Год рождения Юрия – 1891-й (в сцене похорон Анны Ивановны, относящейся к декабрю 1911 года, упоминаются похороны мамы «десять лет тому назад»; тогда Юра был, как сказано на первой же странице, «десятилетний мальчик») или 1892-й (если отталкиваться от указания в четвертой главе первой части, что Нике Дудорову летом 1903 года шел четырнадцатый год и он был «года на два старше» Юры). Первая дата предпочтительнее: «года на два» может быть понято предположительно, с отсчетом от тех же четырнадцати.

Дудоров, соответственно, родился в 1890 году, Миша Гордон – в 1892-м (в 1903 году ему одиннадцать – ч. 1, гл. 7), Лара – в 1889-м (в 1905 году ей «немногим более шестнадцати» – ч. 2, гл. 4). Паша Антипов, «бывший немного моложе Лары» (ч. 3, гл. 7), следовательно, ровесник Дудорова или Живаго. Пастернаковские «мальчики и девочки», таким образом, – бытовая проекция и художественная трансформация его литературного поколения, ровесники Маяковского, Ахматовой, Цветаевой и Мандельштама. (Лишь таинственный сводный брат Евграф – фигура уже совсем иного времени, в 1911 году ему десять лет (ч. 3, гл. 4) и он, следовательно, десятилетием моложе Юрия и других центральных героев.)

Им тринадцать – пятнадцать в 1905-м («Мне четырнадцать лет… / С декабря воцаряются лампы. / Порт-Артур уже сдан, / Но идут в океан крейсера» – «Девятьсот пятый год»), двадцать два – двадцать четыре в 1914-м, около тридцати в годы Октябрьской революции и Гражданской войны.

В поэме «Девятьсот пятый год» была глава «Отцы». В романе Пастернак пишет историю поколения безотцовщины (так, между прочим, называлась первая драма Чехова). Нет отца у Лары, на каторге отцы Антипова и Дудорова, кончает с собой отец Юрия. Мальчиков и девочек воспитывает не столько семья, сколько среда. Привычный конфликт отцов и детей на рубеже столетий превращается в столкновение детей и времени. «Вода их учит, точит время» (О. Мандельштам).

Первые три книги, впрочем, строятся еще по-толстовски, как эпохи развития, движение индивидуальных судеб.

Мальчик-сирота – девочка из другого круга. Первая встреча (в гостинице) – вторая встреча (на рождественском балу).
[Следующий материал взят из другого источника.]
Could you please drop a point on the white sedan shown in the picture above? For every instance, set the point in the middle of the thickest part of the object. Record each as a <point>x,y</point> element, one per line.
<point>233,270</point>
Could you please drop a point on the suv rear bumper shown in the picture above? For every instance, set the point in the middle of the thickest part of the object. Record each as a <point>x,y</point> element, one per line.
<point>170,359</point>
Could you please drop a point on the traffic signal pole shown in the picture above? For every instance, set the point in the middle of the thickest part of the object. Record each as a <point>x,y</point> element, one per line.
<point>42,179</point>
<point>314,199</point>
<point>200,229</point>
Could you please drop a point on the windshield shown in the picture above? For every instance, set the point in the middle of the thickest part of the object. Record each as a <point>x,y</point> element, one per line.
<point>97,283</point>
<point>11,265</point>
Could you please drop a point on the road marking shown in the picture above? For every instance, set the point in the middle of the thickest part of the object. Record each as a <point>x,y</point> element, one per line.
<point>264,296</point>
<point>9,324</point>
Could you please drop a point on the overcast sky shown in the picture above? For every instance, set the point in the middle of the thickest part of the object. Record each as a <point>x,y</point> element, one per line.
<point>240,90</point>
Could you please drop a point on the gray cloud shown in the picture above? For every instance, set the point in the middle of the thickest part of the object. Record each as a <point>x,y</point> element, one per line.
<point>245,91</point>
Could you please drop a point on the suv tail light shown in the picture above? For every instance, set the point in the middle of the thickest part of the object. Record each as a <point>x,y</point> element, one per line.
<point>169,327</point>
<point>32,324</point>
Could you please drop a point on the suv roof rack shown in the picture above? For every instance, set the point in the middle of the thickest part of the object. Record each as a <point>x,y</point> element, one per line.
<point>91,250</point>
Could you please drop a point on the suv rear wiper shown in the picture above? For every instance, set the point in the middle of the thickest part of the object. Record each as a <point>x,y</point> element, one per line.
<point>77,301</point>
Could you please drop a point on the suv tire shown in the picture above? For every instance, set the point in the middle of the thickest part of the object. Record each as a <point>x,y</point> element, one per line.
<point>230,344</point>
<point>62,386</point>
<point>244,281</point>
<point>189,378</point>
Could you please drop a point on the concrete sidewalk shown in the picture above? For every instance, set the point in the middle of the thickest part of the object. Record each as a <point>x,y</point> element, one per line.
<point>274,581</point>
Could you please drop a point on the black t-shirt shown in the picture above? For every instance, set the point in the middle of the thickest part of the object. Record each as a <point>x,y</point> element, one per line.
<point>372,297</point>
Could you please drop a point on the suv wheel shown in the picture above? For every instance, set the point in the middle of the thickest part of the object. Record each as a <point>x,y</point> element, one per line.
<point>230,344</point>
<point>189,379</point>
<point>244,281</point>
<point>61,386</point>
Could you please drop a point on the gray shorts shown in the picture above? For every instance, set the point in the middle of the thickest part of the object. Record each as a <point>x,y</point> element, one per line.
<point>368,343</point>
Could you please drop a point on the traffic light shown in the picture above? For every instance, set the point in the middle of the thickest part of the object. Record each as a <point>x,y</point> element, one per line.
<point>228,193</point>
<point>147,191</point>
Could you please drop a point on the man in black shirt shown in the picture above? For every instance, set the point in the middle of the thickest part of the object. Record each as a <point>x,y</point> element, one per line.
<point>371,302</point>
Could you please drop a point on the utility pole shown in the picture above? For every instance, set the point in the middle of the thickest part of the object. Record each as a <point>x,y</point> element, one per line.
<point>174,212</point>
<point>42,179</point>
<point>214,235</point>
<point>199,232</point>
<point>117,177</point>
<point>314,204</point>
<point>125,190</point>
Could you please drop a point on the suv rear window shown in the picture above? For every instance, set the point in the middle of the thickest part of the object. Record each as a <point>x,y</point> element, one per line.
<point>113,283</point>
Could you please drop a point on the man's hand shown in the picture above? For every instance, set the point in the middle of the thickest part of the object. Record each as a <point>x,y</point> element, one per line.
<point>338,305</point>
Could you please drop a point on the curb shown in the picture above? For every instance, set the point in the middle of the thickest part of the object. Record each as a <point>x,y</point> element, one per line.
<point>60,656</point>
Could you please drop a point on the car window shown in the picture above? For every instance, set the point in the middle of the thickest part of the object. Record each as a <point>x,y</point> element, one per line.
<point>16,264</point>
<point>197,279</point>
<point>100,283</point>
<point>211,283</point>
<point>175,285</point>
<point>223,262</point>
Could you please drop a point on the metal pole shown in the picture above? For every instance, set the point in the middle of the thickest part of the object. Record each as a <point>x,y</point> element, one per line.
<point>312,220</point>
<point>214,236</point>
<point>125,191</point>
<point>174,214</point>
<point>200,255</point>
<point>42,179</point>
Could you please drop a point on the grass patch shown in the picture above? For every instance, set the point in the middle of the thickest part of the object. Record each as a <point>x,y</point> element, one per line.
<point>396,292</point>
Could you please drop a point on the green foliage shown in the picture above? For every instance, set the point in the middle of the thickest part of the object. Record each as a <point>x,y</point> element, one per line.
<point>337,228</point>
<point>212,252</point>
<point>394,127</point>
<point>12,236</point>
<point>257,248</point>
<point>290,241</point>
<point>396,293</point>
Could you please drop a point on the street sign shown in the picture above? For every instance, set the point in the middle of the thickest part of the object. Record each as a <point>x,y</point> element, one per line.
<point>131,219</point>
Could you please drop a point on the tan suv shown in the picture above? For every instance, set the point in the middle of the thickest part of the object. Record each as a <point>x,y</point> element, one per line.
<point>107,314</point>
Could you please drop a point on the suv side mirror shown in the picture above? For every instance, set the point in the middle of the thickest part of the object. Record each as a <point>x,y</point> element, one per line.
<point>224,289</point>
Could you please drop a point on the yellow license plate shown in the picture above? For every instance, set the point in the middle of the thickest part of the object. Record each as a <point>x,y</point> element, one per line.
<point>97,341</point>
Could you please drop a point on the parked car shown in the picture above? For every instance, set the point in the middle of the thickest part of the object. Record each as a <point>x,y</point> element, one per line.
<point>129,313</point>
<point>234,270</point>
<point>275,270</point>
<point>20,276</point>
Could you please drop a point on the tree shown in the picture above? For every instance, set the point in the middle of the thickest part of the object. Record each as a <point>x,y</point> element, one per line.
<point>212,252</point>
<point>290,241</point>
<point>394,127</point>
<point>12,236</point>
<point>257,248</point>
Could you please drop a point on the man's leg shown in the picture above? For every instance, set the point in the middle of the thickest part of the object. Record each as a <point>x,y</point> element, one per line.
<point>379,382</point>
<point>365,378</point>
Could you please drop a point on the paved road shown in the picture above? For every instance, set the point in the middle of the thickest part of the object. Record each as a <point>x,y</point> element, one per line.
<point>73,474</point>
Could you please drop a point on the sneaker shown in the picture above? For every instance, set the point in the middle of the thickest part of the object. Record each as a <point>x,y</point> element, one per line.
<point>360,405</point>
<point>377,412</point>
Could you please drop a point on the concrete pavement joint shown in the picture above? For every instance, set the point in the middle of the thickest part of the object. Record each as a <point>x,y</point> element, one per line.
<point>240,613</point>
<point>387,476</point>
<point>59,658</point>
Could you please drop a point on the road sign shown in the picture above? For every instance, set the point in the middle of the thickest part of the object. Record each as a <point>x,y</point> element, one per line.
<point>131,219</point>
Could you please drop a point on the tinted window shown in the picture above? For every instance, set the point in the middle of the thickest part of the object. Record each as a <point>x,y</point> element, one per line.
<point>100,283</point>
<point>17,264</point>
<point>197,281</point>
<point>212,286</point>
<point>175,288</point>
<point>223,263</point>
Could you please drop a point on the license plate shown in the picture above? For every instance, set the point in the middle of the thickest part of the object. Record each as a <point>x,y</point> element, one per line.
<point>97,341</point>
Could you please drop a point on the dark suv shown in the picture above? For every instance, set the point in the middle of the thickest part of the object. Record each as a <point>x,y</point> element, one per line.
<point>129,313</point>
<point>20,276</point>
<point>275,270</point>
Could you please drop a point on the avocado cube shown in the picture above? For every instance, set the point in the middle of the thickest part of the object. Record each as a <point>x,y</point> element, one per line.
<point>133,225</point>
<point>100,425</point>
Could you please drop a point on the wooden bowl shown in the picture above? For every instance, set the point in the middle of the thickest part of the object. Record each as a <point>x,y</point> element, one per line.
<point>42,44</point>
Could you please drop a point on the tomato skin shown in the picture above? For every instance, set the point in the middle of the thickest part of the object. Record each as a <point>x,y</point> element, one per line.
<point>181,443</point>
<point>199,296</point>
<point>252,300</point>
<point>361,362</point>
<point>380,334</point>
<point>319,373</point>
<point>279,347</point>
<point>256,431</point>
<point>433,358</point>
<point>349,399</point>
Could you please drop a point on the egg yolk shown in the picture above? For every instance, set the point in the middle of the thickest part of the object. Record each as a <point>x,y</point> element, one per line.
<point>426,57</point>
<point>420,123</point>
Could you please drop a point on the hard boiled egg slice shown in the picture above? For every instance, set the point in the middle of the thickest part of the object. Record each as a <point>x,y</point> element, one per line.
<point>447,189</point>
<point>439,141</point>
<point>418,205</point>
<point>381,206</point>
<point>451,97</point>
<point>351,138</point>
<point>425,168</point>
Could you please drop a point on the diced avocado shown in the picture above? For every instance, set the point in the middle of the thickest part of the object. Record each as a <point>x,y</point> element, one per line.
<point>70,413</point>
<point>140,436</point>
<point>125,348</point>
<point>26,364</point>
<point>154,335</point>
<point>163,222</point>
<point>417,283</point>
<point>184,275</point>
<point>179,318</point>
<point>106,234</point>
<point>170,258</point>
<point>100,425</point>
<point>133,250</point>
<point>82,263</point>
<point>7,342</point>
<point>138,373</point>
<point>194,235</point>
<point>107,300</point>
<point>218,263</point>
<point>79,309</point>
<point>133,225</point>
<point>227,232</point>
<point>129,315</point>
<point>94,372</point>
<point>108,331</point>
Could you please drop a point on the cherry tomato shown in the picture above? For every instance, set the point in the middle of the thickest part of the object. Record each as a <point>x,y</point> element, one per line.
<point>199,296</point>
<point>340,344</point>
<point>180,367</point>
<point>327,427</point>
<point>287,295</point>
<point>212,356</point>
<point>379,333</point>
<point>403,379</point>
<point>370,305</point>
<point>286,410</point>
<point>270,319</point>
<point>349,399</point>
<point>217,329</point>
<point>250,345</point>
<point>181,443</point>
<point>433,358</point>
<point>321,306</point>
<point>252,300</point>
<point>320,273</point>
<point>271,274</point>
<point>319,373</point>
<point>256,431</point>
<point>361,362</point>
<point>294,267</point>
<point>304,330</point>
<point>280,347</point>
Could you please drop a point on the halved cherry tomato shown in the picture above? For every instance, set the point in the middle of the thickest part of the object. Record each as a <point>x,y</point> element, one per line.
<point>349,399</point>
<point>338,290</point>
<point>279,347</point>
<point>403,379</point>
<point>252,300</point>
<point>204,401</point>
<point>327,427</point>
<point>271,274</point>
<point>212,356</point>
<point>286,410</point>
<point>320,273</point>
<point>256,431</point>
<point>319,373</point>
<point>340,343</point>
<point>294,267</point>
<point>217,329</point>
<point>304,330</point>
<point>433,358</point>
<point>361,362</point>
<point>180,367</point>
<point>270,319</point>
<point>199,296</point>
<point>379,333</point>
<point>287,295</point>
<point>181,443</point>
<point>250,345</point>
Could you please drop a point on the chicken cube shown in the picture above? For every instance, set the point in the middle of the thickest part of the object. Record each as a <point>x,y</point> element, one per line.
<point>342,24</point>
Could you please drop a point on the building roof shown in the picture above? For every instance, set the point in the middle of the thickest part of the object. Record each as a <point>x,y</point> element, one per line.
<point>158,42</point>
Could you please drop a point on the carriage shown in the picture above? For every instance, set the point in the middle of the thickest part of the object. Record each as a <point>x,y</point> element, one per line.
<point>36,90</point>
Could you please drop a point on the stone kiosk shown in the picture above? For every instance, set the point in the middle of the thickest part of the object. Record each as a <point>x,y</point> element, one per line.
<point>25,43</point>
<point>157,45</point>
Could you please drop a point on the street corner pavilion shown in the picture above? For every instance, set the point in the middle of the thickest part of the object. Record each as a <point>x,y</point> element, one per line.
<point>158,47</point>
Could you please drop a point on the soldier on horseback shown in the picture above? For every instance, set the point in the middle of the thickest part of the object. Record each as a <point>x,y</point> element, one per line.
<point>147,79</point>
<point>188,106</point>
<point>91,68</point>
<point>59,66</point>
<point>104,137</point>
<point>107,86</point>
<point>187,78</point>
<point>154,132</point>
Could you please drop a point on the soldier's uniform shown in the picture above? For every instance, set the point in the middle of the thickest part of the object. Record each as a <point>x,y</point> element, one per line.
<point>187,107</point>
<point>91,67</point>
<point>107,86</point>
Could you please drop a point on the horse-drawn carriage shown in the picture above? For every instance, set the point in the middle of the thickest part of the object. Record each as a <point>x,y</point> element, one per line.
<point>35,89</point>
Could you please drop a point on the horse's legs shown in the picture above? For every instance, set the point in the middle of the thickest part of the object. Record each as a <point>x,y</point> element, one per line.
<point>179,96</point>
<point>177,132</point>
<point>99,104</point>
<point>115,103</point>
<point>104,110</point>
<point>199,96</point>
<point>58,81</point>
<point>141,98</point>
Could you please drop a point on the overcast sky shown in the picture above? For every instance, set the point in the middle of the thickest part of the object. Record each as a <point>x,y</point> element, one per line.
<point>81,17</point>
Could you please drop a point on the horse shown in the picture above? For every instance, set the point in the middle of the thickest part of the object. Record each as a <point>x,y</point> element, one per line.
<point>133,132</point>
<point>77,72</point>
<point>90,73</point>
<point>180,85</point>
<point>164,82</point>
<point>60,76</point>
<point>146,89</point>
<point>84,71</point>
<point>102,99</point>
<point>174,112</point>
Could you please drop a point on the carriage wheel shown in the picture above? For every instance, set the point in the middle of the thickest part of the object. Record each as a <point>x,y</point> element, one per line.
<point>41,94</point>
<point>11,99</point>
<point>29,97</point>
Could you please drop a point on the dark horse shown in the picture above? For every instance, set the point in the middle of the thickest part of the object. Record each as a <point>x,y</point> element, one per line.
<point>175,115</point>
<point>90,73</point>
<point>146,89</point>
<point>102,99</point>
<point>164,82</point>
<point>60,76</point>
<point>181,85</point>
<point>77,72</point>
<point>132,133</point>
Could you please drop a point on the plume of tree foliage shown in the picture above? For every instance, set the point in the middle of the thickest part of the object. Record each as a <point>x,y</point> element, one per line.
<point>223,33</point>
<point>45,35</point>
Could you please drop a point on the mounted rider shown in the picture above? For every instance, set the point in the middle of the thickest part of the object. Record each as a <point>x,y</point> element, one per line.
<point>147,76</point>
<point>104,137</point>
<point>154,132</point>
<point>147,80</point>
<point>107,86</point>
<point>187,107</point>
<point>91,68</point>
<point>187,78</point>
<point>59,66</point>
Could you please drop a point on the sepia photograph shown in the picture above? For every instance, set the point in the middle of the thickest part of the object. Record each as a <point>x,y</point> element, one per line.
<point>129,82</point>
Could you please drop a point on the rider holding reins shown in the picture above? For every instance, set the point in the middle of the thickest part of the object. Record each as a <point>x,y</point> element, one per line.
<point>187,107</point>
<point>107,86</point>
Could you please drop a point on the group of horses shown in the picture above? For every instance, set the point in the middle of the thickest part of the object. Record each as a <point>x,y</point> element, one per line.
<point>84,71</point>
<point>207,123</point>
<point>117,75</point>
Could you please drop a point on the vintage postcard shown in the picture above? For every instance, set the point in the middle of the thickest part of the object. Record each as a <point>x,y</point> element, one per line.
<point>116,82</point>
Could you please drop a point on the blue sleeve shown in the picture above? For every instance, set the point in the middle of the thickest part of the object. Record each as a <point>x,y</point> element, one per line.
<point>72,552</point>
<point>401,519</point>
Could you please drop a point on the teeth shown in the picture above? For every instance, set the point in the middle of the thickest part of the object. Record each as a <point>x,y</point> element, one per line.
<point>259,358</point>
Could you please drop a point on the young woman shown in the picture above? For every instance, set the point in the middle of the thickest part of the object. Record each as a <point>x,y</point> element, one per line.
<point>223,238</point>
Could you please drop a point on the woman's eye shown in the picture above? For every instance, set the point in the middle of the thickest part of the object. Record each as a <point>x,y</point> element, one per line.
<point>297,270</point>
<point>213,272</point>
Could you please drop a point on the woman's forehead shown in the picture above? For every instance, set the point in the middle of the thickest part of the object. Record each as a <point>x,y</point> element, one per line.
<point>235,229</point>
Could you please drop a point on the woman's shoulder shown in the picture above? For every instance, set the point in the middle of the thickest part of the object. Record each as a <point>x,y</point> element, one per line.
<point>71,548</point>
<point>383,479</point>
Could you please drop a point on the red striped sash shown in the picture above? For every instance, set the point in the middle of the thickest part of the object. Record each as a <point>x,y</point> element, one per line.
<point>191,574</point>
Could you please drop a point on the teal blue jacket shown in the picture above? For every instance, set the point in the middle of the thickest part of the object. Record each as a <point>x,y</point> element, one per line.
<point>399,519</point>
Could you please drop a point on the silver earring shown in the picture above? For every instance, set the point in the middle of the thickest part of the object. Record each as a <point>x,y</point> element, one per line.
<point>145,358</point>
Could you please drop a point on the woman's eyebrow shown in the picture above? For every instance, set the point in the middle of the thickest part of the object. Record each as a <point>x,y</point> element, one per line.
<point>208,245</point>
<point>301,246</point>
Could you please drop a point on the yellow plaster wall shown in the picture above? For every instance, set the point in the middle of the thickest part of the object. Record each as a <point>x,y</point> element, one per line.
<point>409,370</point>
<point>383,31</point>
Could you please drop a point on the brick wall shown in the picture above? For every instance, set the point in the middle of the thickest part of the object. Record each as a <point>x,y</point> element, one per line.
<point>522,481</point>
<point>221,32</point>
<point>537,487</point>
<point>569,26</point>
Первые трагедии: столкновение со смертью или с человеческой подлостью. Пробуждение пола и инстинкта творчества. Детство – отрочество – юность.

Большая история до поры до времени не кружит героев как смерч, ломая их судьбы, а овевает потоками теплого летнего воздуха. «Все движения на свете в отдельности были рассчитанно-трезвы, а в общей сложности безотчетно-пьяны общим потоком жизни, который объединял их. Люди трудились и хлопотали, приводимые в движение механизмом собственных забот. Но механизмы не действовали бы, если бы главным их регулятором не было чувство высшей и краеугольной беззаботности. Эту беззаботность придавало ощущение связности человеческих существований, уверенность в их переходе одного в другое, чувство счастья по поводу того, что все происходящее совершается не только на земле, в которую закапывают мертвых, а еще в чем-то другом, в том, что одни называют Царством Божиим, а другие историей, а третьи еще как-нибудь» (ч. 1, гл. 7).